Niu
- Language: Chinese

Origin
- Meaning: "cow", "bull"

= Niu (surname) =

Niu (牛 (Niú)) is a Chinese family name. It was listed 310th on the Song dynasty list of the Hundred Family Surnames. It means "ox". According to a 2013 study it was the 103rd most common surname at the time, shared by 2.20 million people, or 0.150% of the total population, with the province with the most being Henan.

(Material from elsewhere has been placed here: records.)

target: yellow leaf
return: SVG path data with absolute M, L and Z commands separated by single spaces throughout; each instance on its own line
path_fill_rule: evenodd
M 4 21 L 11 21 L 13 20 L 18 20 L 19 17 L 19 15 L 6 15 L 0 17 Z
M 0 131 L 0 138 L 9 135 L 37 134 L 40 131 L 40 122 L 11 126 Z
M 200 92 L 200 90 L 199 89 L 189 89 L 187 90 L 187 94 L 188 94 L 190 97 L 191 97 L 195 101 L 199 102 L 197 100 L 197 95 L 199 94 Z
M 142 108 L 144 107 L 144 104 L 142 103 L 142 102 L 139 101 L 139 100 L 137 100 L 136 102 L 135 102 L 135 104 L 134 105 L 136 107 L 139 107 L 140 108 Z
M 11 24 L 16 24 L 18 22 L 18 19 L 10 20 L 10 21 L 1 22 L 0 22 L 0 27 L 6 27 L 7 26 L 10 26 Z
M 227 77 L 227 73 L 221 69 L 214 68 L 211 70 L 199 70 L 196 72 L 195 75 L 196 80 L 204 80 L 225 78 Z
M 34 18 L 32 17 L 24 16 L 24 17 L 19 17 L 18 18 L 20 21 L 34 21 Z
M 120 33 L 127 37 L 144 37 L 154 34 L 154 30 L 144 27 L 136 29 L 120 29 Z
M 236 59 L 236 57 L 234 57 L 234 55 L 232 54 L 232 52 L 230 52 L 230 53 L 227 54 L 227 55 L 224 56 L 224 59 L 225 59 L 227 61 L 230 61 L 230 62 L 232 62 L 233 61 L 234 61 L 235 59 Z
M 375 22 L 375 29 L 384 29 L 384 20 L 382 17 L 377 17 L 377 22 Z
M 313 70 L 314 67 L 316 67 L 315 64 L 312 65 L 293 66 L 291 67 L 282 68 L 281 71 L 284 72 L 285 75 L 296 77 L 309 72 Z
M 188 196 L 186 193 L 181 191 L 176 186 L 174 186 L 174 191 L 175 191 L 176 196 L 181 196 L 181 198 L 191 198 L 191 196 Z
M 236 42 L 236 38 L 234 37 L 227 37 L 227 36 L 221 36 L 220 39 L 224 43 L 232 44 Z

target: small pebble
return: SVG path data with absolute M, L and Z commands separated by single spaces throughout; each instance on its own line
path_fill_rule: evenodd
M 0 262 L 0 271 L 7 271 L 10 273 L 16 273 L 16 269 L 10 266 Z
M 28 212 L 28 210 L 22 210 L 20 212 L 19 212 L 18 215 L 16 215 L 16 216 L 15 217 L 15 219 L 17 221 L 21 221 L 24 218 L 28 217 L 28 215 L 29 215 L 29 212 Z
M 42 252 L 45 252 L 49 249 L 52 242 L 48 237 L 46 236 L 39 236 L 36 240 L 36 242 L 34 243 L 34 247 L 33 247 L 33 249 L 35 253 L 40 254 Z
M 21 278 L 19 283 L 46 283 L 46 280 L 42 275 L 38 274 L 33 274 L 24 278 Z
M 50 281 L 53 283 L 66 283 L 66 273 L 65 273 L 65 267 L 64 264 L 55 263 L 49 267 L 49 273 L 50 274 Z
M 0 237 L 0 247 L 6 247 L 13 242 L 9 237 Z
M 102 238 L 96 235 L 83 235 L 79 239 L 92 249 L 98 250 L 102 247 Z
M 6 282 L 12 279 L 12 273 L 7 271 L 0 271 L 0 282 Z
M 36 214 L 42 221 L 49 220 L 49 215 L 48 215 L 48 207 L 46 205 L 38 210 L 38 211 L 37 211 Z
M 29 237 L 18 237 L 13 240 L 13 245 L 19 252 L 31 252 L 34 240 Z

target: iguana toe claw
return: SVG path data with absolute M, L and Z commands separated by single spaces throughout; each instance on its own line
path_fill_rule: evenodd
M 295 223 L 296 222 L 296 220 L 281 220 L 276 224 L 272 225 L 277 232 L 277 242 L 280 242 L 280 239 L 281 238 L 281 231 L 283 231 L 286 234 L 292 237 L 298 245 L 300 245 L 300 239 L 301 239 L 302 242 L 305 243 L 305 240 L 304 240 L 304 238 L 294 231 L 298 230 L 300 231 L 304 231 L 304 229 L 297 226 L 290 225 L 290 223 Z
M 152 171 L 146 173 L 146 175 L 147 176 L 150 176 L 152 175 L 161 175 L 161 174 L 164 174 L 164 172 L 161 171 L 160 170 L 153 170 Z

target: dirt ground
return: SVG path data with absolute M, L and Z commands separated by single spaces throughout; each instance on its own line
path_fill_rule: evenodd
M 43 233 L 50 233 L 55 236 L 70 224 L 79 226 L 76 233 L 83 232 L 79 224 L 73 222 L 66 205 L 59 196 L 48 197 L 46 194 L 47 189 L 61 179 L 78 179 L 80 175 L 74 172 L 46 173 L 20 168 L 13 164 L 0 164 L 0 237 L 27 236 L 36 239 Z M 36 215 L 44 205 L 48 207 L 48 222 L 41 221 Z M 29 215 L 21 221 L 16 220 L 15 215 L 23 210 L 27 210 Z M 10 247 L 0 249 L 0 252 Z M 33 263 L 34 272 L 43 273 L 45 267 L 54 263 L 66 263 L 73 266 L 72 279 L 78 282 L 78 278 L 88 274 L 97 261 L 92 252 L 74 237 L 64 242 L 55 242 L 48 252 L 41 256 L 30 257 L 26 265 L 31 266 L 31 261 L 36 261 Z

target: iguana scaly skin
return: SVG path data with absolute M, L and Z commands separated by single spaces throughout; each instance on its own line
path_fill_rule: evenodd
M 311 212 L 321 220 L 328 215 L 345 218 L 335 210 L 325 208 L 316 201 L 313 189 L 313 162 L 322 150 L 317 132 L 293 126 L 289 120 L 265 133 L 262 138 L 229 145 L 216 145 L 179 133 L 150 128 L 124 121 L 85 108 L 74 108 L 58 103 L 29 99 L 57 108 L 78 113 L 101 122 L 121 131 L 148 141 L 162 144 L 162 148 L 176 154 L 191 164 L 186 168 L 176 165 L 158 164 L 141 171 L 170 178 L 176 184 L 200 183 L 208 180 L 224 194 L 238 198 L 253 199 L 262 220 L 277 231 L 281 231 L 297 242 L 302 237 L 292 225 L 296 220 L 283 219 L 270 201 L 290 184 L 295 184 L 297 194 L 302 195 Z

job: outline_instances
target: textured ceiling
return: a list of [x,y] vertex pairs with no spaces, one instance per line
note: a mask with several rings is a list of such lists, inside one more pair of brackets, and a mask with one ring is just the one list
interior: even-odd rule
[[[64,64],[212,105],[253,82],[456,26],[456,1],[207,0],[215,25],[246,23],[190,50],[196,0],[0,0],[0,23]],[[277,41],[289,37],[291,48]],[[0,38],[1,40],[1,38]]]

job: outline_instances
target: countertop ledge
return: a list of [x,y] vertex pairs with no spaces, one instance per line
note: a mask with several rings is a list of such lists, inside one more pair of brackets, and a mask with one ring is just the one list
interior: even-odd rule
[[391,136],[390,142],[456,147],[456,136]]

== Prominent people with family name 牛 ==
- Consort Niu (牛昭容), a concubine said to be a power behind the throne after Tang emperor Shunzong suffered a stroke.
- Niu Ben (牛犇), stage name of Chinese actor Zhang Xuejing.
- Niu Fu (牛辅), general during the late Han dynasty and Three Kingdoms period.
- Niu Guannan (牛冠男), Chinese water polo player.
- Niu Huijun (牛惠君), international football referee.
- Niu Jianfeng (牛剑锋), Chinese bronze medallist in table tennis at the 2004 Athens Olympics.
- Niu Junfeng (牛骏峰), Chinese actor.
- Niu Jin (牛金), general during the late Han dynasty and Three Kingdoms period.
- Niu Lijie (牛丽杰), former Chinese women's national football team member.
- Rong Niu or Red Panda (born 1970/1971), Chinese American acrobat
- Niu Sengru (牛僧孺), chancellor for Tang emperors Muzong, Jingzong and Wenzong.
- Niu Weiyu (牛畏予), Chinese photojournalist and head of the Xinhua News Agency.
- Niu Xianke (牛仙客), chancellor for Tang emperor Xuanzong.
- Niu Yingzhen, poet
- Niu Yu (牛钰), Chinese disability rights advocate and politician
- Niu Zhiyuan (牛志远), Chinese sport shooter who competed in the 2000 Summer Olympics.
- Niu Zhizhong (牛志忠), member of China's 18th Central Committee from 2012, expelled from the Party in 2016.
- Niu Zhuang (牛壮), Chinese former professional snooker player.
- Thomas Niu Huiqing (牛会卿), Chinese Catholic bishop.
- Yuh-Line Niou (牛毓琳), New York State Assembly member
- Zhisheng Niu (牛志升), electrical engineering professor.